Full source list for After the February 2026 reforms — when does an employee have a personal grievance against me?
Six numbered references for /wayfinder/refs/personal-grievance-reforms-feb-2026:
1. The Employment Relations Amendment Act 2026 received Royal Assent on 20 February 2026 and most provisions came into force on 21 February 2026. The reforms amend the Employment Relations Act 2000.
2. Contributory conduct provisions: the Amendment Act inserts new section 123C into the ERA, requiring the ERA/Court to refuse reinstatement (s 123(1)(a)) and humiliation/loss-of-dignity compensation (s 123(1)(c)) where the employee's actions contributed to the situation that gave rise to the personal grievance. Section 124 is amended to allow reduction of lost-wages remedies by up to 100% in the same circumstances. Section 123B applies where the contributory conduct amounts to serious misconduct, allowing the ERA/Court to refuse all remedies.
3. High-income threshold: section 103B (new) sets the threshold at $200,000 in annual remuneration, calculated under the formula ar = (r ÷ d) × 364. Total remuneration includes PAYE income (salary, wages, bonuses, commissions, share scheme benefits).

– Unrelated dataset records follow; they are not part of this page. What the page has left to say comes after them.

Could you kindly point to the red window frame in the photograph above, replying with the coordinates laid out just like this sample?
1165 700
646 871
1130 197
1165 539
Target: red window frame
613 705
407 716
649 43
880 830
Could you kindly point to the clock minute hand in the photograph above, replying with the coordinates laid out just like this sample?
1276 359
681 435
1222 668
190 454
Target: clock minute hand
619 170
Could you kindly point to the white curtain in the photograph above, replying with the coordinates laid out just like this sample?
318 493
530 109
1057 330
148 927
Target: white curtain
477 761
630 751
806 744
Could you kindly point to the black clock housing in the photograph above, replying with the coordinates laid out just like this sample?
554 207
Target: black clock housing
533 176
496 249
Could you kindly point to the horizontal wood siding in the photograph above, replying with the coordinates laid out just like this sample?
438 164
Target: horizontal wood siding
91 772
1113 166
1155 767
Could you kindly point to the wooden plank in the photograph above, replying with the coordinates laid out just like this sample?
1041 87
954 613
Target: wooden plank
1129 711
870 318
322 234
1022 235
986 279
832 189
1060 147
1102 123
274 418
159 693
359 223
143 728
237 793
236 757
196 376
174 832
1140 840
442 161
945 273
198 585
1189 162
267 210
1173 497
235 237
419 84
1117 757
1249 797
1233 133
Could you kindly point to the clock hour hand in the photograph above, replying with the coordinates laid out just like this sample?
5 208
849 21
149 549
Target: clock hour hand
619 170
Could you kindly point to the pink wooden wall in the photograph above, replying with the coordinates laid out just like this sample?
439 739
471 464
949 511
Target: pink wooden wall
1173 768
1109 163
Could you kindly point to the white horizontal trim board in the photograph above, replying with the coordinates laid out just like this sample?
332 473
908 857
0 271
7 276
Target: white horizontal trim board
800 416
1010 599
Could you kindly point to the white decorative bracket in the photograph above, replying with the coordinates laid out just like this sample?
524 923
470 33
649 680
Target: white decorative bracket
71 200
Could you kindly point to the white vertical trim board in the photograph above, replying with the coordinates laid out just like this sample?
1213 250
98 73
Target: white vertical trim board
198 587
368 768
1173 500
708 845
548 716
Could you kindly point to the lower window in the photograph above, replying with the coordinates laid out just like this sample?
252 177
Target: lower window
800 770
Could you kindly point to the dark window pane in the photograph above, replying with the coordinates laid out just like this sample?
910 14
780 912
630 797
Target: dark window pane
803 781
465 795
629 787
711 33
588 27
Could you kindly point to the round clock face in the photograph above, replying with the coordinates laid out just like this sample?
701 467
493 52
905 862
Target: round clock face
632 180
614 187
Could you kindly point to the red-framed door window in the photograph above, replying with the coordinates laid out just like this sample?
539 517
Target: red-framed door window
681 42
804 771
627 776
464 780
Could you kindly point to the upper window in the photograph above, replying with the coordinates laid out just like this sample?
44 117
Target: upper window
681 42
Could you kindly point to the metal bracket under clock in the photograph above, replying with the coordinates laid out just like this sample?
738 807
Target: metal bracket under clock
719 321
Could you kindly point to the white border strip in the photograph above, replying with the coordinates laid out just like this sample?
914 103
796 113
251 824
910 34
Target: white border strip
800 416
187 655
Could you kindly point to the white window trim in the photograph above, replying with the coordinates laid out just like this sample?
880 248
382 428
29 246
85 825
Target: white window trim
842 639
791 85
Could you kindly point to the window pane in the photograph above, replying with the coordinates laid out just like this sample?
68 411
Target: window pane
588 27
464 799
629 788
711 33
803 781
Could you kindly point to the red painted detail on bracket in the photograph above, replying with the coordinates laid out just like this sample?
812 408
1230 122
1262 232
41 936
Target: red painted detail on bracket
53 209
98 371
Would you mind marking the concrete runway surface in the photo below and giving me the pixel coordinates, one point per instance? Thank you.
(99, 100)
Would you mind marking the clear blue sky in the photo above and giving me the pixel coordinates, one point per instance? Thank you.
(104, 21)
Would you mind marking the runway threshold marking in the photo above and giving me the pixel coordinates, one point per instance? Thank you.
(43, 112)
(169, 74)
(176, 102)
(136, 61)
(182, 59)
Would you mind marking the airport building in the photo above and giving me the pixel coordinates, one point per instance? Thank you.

Employees at or above the threshold cannot bring a personal grievance for unjustified dismissal or unjustified disadvantage relating to a dismissal. The threshold becomes annually adjusted from 1 July 2027. Employees on existing agreements as of 21 February 2026 have a 12-month transitional period before the carve-out applies to them.
4. Procedural defects standard: section 103A(5) was amended to remove the word "minor". The provision now reads (in effect) that the ERA/Court must not determine a dismissal or action to be unjustifiable solely because of a defect in the process if the defect did not result in the employee being treated unfairly.
5. Trial-period dismissal protection: the Amendment Act bars personal grievances for unjustified dismissal and unjustified disadvantage arising from a valid trial-period dismissal. This is an extension of the previous ERA section 67B carve-out. Other grievance grounds (discrimination, harassment, etc.) still apply.
6. Definitional uncertainty: "serious misconduct" is not defined in the Employment Relations Act or the Amendment Act. Case law is expected to develop the definition. Until then, employers should anticipate ERA-level disputes about whether specific conduct crosses the threshold.